The Bills are still collecting information as they plan what to do with the future of their stadium.

The Buffalo Bills need to do something about their aging stadium. The team knows it, the owners said it when they bought the team, the NFL is pushing for it, and fans are bracing for it. That doesn’t mean anyone is going to rush into things.

“We’re in the fact-finding mode,” owner Kim Pegula told the Democrat and Chronicle. “We want to make sure we have all the information that is relative to our community, to our fan base. We’re not Atlanta, so it’s hard for us to say we’re going to build a stadium like Atlanta. We can’t. It’s not just a yes or no, it’s a lot more involved than that. We don’t talk about it now because we don’t have all the answers and we don’t want to get misconstrued because things change.”

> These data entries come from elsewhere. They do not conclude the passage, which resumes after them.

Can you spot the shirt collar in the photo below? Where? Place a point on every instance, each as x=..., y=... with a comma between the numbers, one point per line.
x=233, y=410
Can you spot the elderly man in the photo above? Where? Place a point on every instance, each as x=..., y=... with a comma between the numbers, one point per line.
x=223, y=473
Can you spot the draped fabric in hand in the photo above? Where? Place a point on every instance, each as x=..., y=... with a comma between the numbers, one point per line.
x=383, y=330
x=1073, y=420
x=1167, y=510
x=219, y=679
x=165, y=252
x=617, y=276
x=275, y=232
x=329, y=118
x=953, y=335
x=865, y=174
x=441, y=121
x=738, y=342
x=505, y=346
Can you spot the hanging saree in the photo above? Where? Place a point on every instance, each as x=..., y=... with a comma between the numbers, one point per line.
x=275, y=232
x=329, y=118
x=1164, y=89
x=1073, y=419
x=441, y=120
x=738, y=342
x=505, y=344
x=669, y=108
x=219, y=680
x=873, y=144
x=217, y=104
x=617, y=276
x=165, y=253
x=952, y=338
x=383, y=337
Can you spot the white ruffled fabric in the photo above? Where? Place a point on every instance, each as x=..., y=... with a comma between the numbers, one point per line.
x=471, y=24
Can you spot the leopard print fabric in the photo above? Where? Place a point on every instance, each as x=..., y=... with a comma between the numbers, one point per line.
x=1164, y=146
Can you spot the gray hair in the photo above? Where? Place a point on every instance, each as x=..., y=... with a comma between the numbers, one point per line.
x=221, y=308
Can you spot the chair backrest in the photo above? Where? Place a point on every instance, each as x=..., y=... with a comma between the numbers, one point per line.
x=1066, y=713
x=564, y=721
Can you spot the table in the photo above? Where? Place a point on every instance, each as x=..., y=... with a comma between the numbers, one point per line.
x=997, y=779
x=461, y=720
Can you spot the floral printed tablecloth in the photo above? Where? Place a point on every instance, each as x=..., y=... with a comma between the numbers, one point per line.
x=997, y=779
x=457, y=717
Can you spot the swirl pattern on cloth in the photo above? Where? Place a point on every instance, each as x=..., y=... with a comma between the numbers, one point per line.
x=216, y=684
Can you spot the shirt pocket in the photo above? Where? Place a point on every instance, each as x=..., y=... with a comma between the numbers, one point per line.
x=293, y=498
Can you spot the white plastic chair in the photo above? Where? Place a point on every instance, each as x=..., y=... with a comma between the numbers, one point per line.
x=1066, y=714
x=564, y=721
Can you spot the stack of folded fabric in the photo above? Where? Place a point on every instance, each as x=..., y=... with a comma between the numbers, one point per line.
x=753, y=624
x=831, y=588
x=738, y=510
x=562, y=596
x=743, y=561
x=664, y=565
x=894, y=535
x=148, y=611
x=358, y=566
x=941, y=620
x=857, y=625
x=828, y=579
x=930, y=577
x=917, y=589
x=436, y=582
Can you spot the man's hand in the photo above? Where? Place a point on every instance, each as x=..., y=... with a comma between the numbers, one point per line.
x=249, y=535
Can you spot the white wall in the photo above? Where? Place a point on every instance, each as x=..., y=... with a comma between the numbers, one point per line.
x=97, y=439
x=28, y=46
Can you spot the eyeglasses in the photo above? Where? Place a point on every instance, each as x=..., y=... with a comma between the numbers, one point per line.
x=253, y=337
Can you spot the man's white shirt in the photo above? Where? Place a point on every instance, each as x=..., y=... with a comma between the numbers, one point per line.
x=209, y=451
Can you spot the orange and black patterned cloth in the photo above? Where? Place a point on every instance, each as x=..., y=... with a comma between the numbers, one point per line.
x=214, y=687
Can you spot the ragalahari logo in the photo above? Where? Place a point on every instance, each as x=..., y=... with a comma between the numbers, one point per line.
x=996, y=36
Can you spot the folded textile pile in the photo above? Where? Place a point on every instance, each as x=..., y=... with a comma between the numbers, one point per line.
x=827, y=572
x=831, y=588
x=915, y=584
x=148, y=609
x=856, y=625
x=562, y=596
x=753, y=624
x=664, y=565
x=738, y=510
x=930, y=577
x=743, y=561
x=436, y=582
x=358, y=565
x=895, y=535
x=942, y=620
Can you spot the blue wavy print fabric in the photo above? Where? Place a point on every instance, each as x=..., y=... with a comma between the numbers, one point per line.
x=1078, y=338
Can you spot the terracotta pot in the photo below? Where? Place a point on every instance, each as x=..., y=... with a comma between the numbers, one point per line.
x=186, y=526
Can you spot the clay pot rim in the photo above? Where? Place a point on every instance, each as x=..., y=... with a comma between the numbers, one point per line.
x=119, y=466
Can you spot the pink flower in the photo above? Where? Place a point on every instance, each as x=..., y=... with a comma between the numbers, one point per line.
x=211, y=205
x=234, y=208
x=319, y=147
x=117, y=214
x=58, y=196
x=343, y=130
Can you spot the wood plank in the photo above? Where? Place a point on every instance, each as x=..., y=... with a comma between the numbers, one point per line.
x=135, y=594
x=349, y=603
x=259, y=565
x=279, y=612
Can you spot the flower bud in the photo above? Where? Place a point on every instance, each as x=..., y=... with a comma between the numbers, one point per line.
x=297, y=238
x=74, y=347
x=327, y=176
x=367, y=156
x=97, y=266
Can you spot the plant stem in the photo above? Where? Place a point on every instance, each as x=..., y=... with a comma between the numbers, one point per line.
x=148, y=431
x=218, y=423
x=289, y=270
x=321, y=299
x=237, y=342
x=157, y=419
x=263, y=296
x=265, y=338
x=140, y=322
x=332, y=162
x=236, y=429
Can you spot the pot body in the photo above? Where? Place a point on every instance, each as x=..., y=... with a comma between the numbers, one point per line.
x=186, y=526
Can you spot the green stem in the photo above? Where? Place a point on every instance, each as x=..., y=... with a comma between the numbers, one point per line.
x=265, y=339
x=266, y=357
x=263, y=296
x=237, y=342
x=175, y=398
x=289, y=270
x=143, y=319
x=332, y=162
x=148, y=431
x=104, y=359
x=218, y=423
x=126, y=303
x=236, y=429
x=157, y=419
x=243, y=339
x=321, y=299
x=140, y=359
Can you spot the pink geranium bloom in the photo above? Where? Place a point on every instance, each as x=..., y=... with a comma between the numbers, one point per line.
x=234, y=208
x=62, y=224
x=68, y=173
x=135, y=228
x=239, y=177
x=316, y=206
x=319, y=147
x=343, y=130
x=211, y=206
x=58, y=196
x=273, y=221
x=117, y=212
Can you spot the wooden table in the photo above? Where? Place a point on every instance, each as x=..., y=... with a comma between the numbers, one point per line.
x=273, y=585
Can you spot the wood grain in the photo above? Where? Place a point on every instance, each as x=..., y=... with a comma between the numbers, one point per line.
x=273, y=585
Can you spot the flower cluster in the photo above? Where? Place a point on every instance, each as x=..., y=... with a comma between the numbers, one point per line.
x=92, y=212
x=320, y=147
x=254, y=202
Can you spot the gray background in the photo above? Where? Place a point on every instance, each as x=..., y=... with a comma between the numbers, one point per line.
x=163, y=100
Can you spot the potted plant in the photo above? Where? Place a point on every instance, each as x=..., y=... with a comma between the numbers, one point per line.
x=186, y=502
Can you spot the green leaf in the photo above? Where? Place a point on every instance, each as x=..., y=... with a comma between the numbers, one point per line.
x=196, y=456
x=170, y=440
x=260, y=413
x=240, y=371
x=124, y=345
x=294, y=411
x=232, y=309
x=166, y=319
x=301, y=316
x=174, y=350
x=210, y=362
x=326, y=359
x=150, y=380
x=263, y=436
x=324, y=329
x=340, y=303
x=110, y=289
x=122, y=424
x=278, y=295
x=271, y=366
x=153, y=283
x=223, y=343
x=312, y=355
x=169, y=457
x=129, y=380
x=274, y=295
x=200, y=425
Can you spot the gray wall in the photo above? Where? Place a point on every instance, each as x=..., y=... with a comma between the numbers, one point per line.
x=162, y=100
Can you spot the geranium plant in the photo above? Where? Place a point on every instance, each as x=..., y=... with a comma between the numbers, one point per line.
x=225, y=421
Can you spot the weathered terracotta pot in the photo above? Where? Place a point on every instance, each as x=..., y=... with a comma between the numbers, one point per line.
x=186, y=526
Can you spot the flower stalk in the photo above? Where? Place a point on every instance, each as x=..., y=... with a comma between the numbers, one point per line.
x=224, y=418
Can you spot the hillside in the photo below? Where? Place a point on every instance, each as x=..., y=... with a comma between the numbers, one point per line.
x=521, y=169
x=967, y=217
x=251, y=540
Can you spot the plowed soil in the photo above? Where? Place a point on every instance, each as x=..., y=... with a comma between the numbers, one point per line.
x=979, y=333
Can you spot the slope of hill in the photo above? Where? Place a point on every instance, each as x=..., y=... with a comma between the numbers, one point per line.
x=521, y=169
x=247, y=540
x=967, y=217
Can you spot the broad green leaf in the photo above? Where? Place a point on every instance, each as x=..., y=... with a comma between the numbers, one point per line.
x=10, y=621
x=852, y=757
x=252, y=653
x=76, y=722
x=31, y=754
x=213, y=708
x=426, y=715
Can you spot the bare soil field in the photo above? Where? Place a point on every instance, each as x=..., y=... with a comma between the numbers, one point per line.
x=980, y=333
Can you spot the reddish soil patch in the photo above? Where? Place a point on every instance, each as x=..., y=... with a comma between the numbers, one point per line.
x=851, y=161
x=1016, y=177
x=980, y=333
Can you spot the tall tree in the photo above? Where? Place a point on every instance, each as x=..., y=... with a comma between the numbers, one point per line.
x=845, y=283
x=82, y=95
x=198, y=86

Mercedes-Benz Stadium in Atlanta is currently being built at an estimated price tag of $1.4 billion. Atlanta is using local and state money in addition to charging up to $45,000 for Personal Seat Licenses. The Atlanta area is the eighth-largest designated market area in the country, though.

“We are the 53rd DMA in the country (Green Bay is No. 70),” said Bruce Popko, the executive vice-president of business and development for PSE. “Our realities are different than a lot of other markets. There are realities and real ceilings that everyone has to understand.”

There are financial limitations as well, as the Pegulas’ employees are readily willing to admit. But they aren’t talking about the team’s owners, they are talking about fans who plunk their hard-earned money down for tickets and can’t afford hefty Personal Seat Licenses.

“Just because we think the community should pay a quarter of a million dollars for a suite doesn’t mean the community is going to pay a quarter of a million dollars for a suite,” said Popko. “Having it in discussion is very different than the reality of a conversation when you’re sitting across from someone negotiating these types of deals.”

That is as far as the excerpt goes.